Que nous disent les objets d’art ?

Ce sont, comme disait Pierre Bourdieu, des biens symboliques qui ordonnent le monde, pour le pire lorsqu’ils sont utilisés à des fins de distinction et de séparation sociale, mais aussi pour le meilleur. Ils mettent en ordre le monde, le rendent hétérogène : en cela, ils portent une histoire qui éveille quelque chose en nous et dont on sent qu’il y a, là, quelque chose de précieux. Ça donne le la. Par conséquent, ils nous permettent de saisir une part d’intime qu’ils portent et qui nous renvoie à ce qui nous est personnellement et collectivement précieux.

Ces objets d’art sont parfois des objets paradoxaux, notamment lorsque l’artiste a puisé au fond de lui-même une ressource insoupçonnable pour la sublimer en un objet d’art. Telle est l’histoire de quelques objets qui m’ont été offerts et dont je partage la vue au sein de mon cabinet.

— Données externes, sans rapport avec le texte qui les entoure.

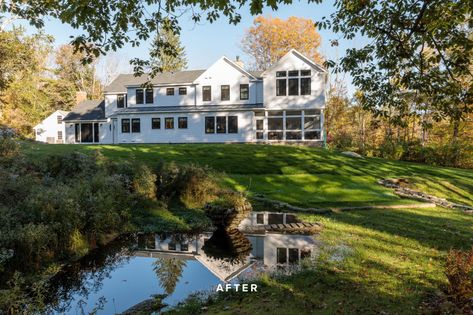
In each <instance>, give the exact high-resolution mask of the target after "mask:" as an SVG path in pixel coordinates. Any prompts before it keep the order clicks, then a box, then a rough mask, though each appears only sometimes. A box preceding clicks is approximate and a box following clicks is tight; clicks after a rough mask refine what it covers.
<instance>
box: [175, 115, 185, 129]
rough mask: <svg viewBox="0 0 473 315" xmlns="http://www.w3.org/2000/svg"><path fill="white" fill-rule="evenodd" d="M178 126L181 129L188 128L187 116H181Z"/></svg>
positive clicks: (177, 121) (179, 117)
mask: <svg viewBox="0 0 473 315" xmlns="http://www.w3.org/2000/svg"><path fill="white" fill-rule="evenodd" d="M177 127H178V128H179V129H187V117H179V118H178V119H177Z"/></svg>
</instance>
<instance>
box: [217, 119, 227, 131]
mask: <svg viewBox="0 0 473 315" xmlns="http://www.w3.org/2000/svg"><path fill="white" fill-rule="evenodd" d="M226 132H227V117H226V116H217V133H226Z"/></svg>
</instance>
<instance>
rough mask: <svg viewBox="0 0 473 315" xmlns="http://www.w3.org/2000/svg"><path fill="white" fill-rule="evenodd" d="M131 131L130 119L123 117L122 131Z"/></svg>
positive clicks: (122, 132)
mask: <svg viewBox="0 0 473 315" xmlns="http://www.w3.org/2000/svg"><path fill="white" fill-rule="evenodd" d="M129 132H130V119H128V118H123V119H122V133H129Z"/></svg>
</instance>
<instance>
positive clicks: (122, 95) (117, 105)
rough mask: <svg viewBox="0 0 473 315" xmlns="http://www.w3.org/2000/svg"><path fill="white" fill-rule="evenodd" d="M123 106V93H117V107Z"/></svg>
mask: <svg viewBox="0 0 473 315" xmlns="http://www.w3.org/2000/svg"><path fill="white" fill-rule="evenodd" d="M124 107H125V95H117V108H124Z"/></svg>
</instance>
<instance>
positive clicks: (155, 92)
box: [64, 50, 327, 145]
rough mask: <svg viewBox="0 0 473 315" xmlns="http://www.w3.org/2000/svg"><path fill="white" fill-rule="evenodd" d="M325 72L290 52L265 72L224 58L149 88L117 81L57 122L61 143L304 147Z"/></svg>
mask: <svg viewBox="0 0 473 315" xmlns="http://www.w3.org/2000/svg"><path fill="white" fill-rule="evenodd" d="M326 74H327V72H326V70H325V69H324V68H323V67H321V66H320V65H318V64H316V63H315V62H313V61H311V60H310V59H308V58H307V57H305V56H304V55H302V54H301V53H299V52H297V51H296V50H291V51H289V52H288V53H287V54H286V55H285V56H284V57H283V58H281V60H280V61H279V62H278V63H277V64H275V65H274V66H273V67H272V68H271V69H268V70H266V71H264V72H255V71H246V70H245V69H243V68H242V67H241V64H240V63H239V62H234V61H232V60H230V59H228V58H226V57H222V58H220V59H219V60H217V61H216V62H215V63H214V64H213V65H212V66H210V67H209V68H208V69H206V70H190V71H178V72H173V73H162V74H159V75H157V76H156V77H155V78H153V79H151V80H150V83H151V84H150V85H149V84H148V86H149V87H146V88H145V87H144V85H143V84H144V83H146V81H147V78H146V77H145V76H142V77H135V76H134V75H132V74H122V75H119V76H118V77H117V78H116V79H115V80H114V81H113V82H112V83H111V84H110V85H109V86H108V87H106V88H105V93H104V99H103V100H98V101H85V102H82V103H80V104H79V105H78V106H77V107H76V108H74V109H73V110H72V112H71V113H69V114H68V115H67V117H65V118H64V121H65V123H66V130H65V135H66V137H65V139H66V142H67V143H193V142H195V143H212V142H304V143H308V144H315V145H317V144H320V143H321V141H322V140H323V139H322V138H323V133H322V130H323V110H324V107H325V93H324V91H325V81H326Z"/></svg>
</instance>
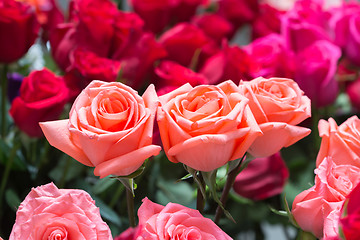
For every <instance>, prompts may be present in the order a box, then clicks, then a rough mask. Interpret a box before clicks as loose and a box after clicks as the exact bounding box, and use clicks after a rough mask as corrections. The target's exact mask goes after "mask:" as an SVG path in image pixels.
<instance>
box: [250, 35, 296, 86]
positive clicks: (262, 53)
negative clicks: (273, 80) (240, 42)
mask: <svg viewBox="0 0 360 240" xmlns="http://www.w3.org/2000/svg"><path fill="white" fill-rule="evenodd" d="M244 50H245V51H246V52H247V53H248V54H249V56H250V58H251V59H252V61H254V62H256V63H257V64H256V66H257V68H254V70H253V72H252V73H251V75H252V76H253V77H254V78H256V77H261V76H262V77H265V78H270V77H284V78H291V79H293V78H294V72H295V54H294V53H293V52H292V51H289V50H288V49H287V48H286V47H285V41H284V38H283V37H282V36H280V35H278V34H275V33H273V34H269V35H267V36H264V37H261V38H258V39H256V40H254V41H253V42H251V43H250V44H249V45H247V46H246V47H245V48H244Z"/></svg>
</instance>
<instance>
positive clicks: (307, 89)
mask: <svg viewBox="0 0 360 240" xmlns="http://www.w3.org/2000/svg"><path fill="white" fill-rule="evenodd" d="M340 57H341V49H340V48H339V47H337V46H336V45H334V44H332V43H330V42H328V41H324V40H321V41H315V42H314V43H312V44H310V45H309V46H308V47H306V48H304V49H303V50H302V51H299V52H298V54H297V55H296V71H295V78H294V79H295V81H296V82H297V83H298V84H299V86H300V88H301V89H302V90H303V91H304V92H305V94H306V95H307V96H308V97H309V98H310V99H311V101H312V104H313V105H314V106H316V107H323V106H327V105H330V104H332V103H333V102H334V101H335V99H336V97H337V95H338V89H339V87H338V83H337V81H336V79H335V73H336V69H337V64H338V61H339V59H340Z"/></svg>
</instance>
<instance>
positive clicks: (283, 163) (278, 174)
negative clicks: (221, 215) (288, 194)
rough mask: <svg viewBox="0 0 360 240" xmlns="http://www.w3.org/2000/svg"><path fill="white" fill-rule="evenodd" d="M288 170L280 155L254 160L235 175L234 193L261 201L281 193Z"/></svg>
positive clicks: (255, 159) (284, 181)
mask: <svg viewBox="0 0 360 240" xmlns="http://www.w3.org/2000/svg"><path fill="white" fill-rule="evenodd" d="M288 177H289V170H288V169H287V167H286V164H285V162H284V160H283V159H282V158H281V156H280V153H276V154H274V155H272V156H270V157H266V158H256V159H254V160H252V161H251V162H250V163H249V165H248V166H247V167H246V168H245V169H244V170H242V171H241V172H240V174H239V175H237V177H236V179H235V183H234V186H233V188H234V191H235V192H236V193H237V194H239V195H241V196H243V197H246V198H250V199H253V200H263V199H266V198H270V197H273V196H275V195H278V194H280V193H281V192H282V190H283V188H284V185H285V183H286V180H287V179H288Z"/></svg>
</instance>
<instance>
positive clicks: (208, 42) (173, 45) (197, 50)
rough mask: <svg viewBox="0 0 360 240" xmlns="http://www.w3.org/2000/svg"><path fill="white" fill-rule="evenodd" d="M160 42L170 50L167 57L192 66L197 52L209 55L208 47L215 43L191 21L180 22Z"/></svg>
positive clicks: (184, 63)
mask: <svg viewBox="0 0 360 240" xmlns="http://www.w3.org/2000/svg"><path fill="white" fill-rule="evenodd" d="M159 42H160V43H161V44H162V45H163V46H164V47H165V49H166V51H167V52H168V57H167V59H168V60H172V61H175V62H178V63H180V64H181V65H183V66H190V64H191V61H192V60H193V58H194V55H195V54H200V55H208V54H209V53H208V50H209V49H208V48H207V47H208V46H209V45H211V44H213V43H214V42H213V40H212V39H210V38H209V37H208V36H207V35H206V34H205V33H204V32H203V31H202V30H201V29H200V28H198V27H196V26H195V25H193V24H190V23H179V24H178V25H176V26H174V27H173V28H171V29H169V30H168V31H166V32H165V33H164V34H163V35H162V36H161V37H160V39H159ZM197 51H200V53H197ZM200 57H201V56H200Z"/></svg>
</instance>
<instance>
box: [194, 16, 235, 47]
mask: <svg viewBox="0 0 360 240" xmlns="http://www.w3.org/2000/svg"><path fill="white" fill-rule="evenodd" d="M192 23H193V24H194V25H196V26H198V27H199V28H200V29H202V30H203V31H204V33H205V34H206V35H208V36H209V37H211V38H212V39H214V40H215V41H216V42H217V43H221V40H222V39H223V38H226V39H230V38H231V36H232V35H233V33H234V26H233V25H232V24H231V23H230V22H229V21H227V20H226V19H225V18H223V17H221V16H220V15H218V14H214V13H207V14H203V15H198V16H196V17H194V19H193V20H192Z"/></svg>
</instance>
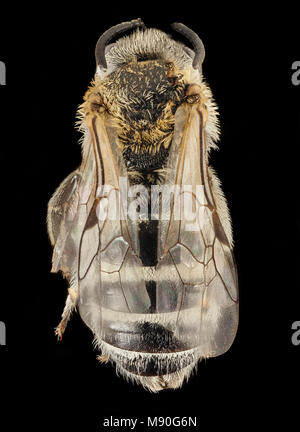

Ils ont tous une histoire.


Le premier, une petite sculpture d’un peintre qui s’appelait François Tortosa. Ancien bandit international, il passa un quart de siècle en prison, dont une bonne partie dans les quartiers d’isolement, les fameux QHS. Passionné d’art, il réclame, lors de son incarcération, des toiles et de la peinture, persuadé de trouver ainsi un moyen pour se faire la belle. Il tombe alors sur un directeur de prison extraordinaire – c’est Tortosa qui lui-même le disait – qui répond à sa demande: vous aurez tout ce que vous voulez, s’il faut que j’aille exposer vos toiles, je le ferai, mais vous resterez à l’isolement.

Devant l’impossible, Tortosa se mit à peindre, faisant de sa peine un objet de valeur, un bien symbolique.

C’est 35 ans plus tard que je fis la rencontre de Tortosa, dans des circonstances difficiles : je venais de perdre un être qui m’était cher et qu’il connaissait. Verrouillant ma peine et mes larmes, l’ex-truand, qui était devenu un vieil homme, me prit dans ses bras. Des bras d’une douceur extrême. Après les obsèques, eut lieu une fête en la mémoire de la personne disparue. François raconta son histoire : la prison, je voulais en sortir avec le corps, il a fallu que j’en sorte avec la tête.


Le second objet est une toute petite sculpture qui m’a été offerte par un ami très proche, Bruno. Il y a des gens avec lesquels on « fraternalise », selon la formule de Pontalis. Il en est ainsi de Bruno.

Lorsque je décidai de passer de l’autre côté du divan du psychanalyste, Bruno m’offrit cette petite sculpture, représentant une bande de Moebius. L’objet est chargé de sens : où sommes nous lorsque nous parcourons cette bande du doigt : sur une face ou sur l’autre ? Nous ne le voyons pas, nous ne nous voyons pas, mais lorsque nous sommes à un endroit, nous sommes aussi sur l’autre face. Nous croyons qu’il y a un mur impossible à franchir alors qu’il suffit d’avancer pour rencontrer l’autre versant et peut-être le voir.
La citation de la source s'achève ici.